1:00 pm "I'm hungry again, but I already ate lunch, I'll just have some cheese or maybe a yogurt.  Or maybe just a banana, with peanut butter on it."

4 pm  "I'm so HUNGRY!  I'll eat a little snack so I can get a handle on this and then I'll eat a good dinner.  Wow, those crackers are good, maybe I have some cheese . . . ."

6 pm  "I ate too many snacks, I'll just eat a little bit of vegetables and I'll be good to go til bedtime."

8 pm "I"M STARVING!!!!! I NEED A SNACK!!!!  WHERE IS THE ICE CREAM!!!????"

Sound familiar?

It should.  A lot of you do this.  Do what exactly?  Starve yourselves all day and end up snacking  between meals and at the end of the day.

Well, doing the exact opposite is actually what you should do.  And by that, I do not mean start your day with an ice cream binge.  You may notice from the above description that I didn't really eat that much actual food.  What I actually stuffed myself on was snacks.

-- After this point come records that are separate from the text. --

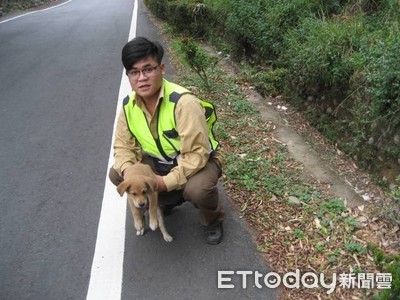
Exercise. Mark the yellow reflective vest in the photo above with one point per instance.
(166, 147)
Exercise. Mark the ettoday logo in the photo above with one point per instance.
(308, 280)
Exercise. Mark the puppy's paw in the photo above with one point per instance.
(153, 224)
(168, 238)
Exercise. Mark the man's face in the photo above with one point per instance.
(146, 77)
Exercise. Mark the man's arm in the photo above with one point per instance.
(195, 146)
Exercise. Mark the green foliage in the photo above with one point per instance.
(318, 51)
(187, 16)
(343, 54)
(197, 59)
(356, 248)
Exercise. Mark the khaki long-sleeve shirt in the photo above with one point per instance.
(193, 131)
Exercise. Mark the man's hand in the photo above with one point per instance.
(128, 172)
(161, 187)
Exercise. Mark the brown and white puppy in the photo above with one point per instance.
(141, 187)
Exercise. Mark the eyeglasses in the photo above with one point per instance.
(146, 71)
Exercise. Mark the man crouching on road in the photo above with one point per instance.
(165, 126)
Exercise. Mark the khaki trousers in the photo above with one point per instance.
(200, 190)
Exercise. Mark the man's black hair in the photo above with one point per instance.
(140, 48)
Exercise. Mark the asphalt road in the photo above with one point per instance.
(60, 76)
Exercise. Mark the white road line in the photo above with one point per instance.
(107, 268)
(34, 12)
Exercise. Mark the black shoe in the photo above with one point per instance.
(214, 233)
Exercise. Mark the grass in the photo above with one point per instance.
(319, 233)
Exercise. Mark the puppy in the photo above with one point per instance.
(141, 187)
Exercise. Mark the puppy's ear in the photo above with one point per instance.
(151, 183)
(122, 187)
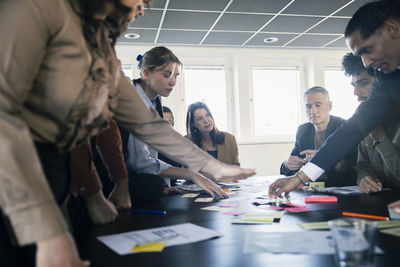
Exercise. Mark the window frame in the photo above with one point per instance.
(268, 63)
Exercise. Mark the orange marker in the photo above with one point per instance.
(365, 216)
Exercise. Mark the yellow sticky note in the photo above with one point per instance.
(316, 185)
(152, 247)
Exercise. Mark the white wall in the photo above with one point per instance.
(265, 155)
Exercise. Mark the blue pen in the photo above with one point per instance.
(163, 212)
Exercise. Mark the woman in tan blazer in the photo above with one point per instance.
(201, 130)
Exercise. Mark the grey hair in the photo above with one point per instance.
(318, 89)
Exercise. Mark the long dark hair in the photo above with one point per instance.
(194, 135)
(116, 24)
(372, 16)
(156, 58)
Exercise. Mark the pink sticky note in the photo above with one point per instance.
(300, 209)
(321, 199)
(292, 205)
(274, 208)
(228, 205)
(270, 207)
(234, 212)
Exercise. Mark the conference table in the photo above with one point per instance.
(228, 250)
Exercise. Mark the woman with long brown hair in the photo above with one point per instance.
(60, 84)
(201, 130)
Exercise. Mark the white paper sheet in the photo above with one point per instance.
(305, 242)
(179, 234)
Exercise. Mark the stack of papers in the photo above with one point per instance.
(320, 199)
(344, 190)
(259, 217)
(152, 240)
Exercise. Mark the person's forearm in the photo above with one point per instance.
(145, 124)
(367, 116)
(390, 156)
(176, 173)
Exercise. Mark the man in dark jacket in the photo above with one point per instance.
(311, 135)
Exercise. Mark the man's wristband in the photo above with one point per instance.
(301, 180)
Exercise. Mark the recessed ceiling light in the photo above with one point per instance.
(269, 40)
(132, 36)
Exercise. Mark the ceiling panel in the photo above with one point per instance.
(352, 8)
(338, 43)
(189, 20)
(311, 40)
(227, 38)
(181, 37)
(258, 40)
(293, 24)
(314, 7)
(146, 36)
(241, 22)
(234, 22)
(257, 6)
(330, 25)
(151, 20)
(212, 5)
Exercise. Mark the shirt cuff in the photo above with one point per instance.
(312, 171)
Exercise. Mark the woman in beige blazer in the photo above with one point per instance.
(201, 130)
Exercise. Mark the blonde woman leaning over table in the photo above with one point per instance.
(56, 91)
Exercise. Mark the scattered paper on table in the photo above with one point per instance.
(230, 205)
(317, 242)
(204, 199)
(256, 216)
(320, 199)
(152, 247)
(234, 212)
(343, 190)
(241, 221)
(179, 234)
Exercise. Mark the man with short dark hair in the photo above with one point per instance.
(379, 152)
(311, 135)
(374, 34)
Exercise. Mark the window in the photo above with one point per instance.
(275, 100)
(341, 93)
(207, 83)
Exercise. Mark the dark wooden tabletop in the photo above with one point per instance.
(228, 249)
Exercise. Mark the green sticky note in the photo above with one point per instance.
(388, 224)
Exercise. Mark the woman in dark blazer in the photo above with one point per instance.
(201, 130)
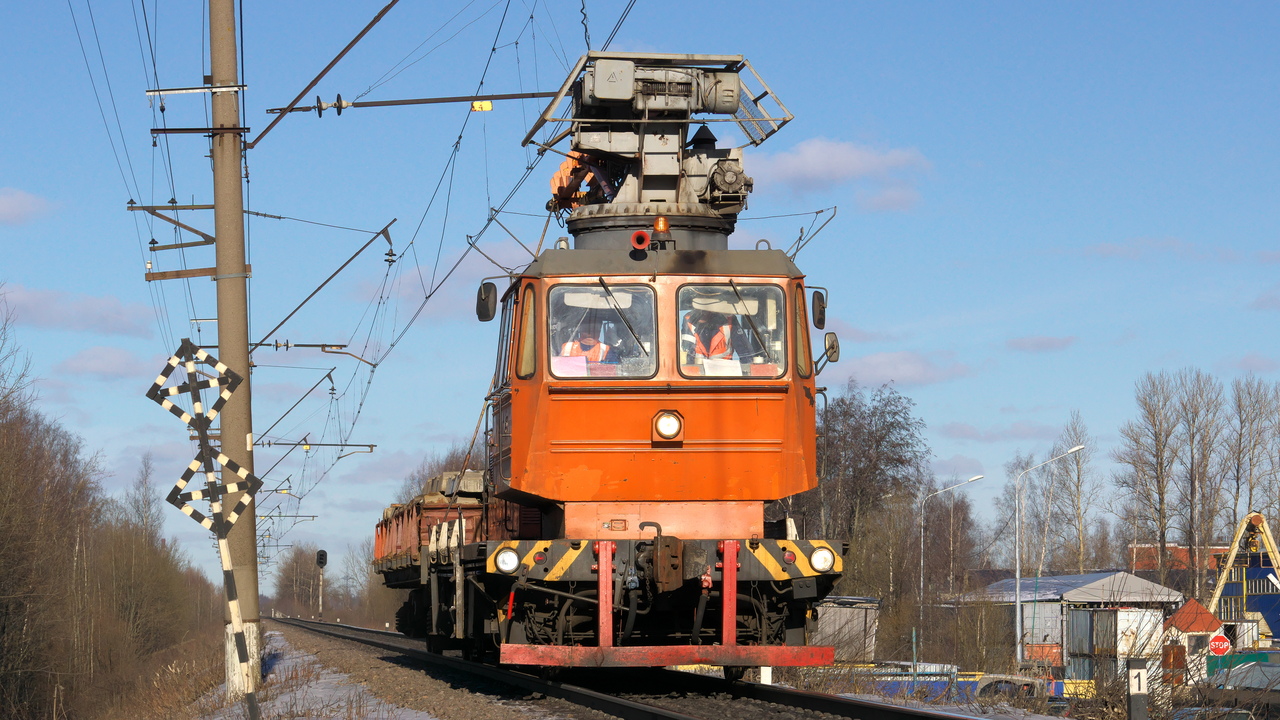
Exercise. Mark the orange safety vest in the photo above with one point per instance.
(720, 347)
(595, 354)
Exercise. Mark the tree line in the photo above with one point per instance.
(1196, 458)
(100, 614)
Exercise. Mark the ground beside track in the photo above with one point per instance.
(407, 683)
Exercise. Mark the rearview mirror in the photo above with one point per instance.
(487, 301)
(819, 309)
(832, 343)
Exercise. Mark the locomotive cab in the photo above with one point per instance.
(654, 391)
(631, 390)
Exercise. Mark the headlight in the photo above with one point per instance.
(668, 425)
(822, 559)
(507, 560)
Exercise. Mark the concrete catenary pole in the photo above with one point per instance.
(236, 418)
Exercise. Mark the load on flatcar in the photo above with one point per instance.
(654, 392)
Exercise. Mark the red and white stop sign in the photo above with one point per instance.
(1219, 645)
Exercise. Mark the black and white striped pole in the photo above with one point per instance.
(219, 520)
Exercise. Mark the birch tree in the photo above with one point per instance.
(1147, 459)
(1251, 425)
(1078, 493)
(1200, 410)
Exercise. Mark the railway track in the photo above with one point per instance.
(671, 696)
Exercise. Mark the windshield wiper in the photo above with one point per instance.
(617, 308)
(755, 331)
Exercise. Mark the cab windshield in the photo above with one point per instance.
(602, 331)
(734, 329)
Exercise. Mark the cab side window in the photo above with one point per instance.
(528, 358)
(804, 359)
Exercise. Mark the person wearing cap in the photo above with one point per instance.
(588, 345)
(707, 335)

Its not all bad, fresh figs off my fig tree are one
of my favorites.
So, instead of telling you how awesomely well-behaved I am on a regular basis, I'd rather tell you how it often goes horribly wrong.   Mainly because its funnier and makes for a better story.  However, I am going to try and be an actual good role model here and set a goal for myself over the next four weeks.  The main part of this goal is to not gain any additional weight.  The second part of this goal is to actually lose a few inches off my waist.  Although I weigh myself every morning, I'm not going to focus on the number on the scale because I am lifting and might actually get heavier.  However, I currently have a 31 inch waist and 42 inch hips.  I'd like to keep the hips and lose about 2-3 inches from the waist.  Most likely, I'll lose an inch or two on the hips in the process, but we'll see.

Over the next few weeks, I'm going to practice what I preach, write down what I eat, and keep track of my training and see what happens.  This could prove enlightening (for you), embarrassing (for me), or most likely, a good bit of both.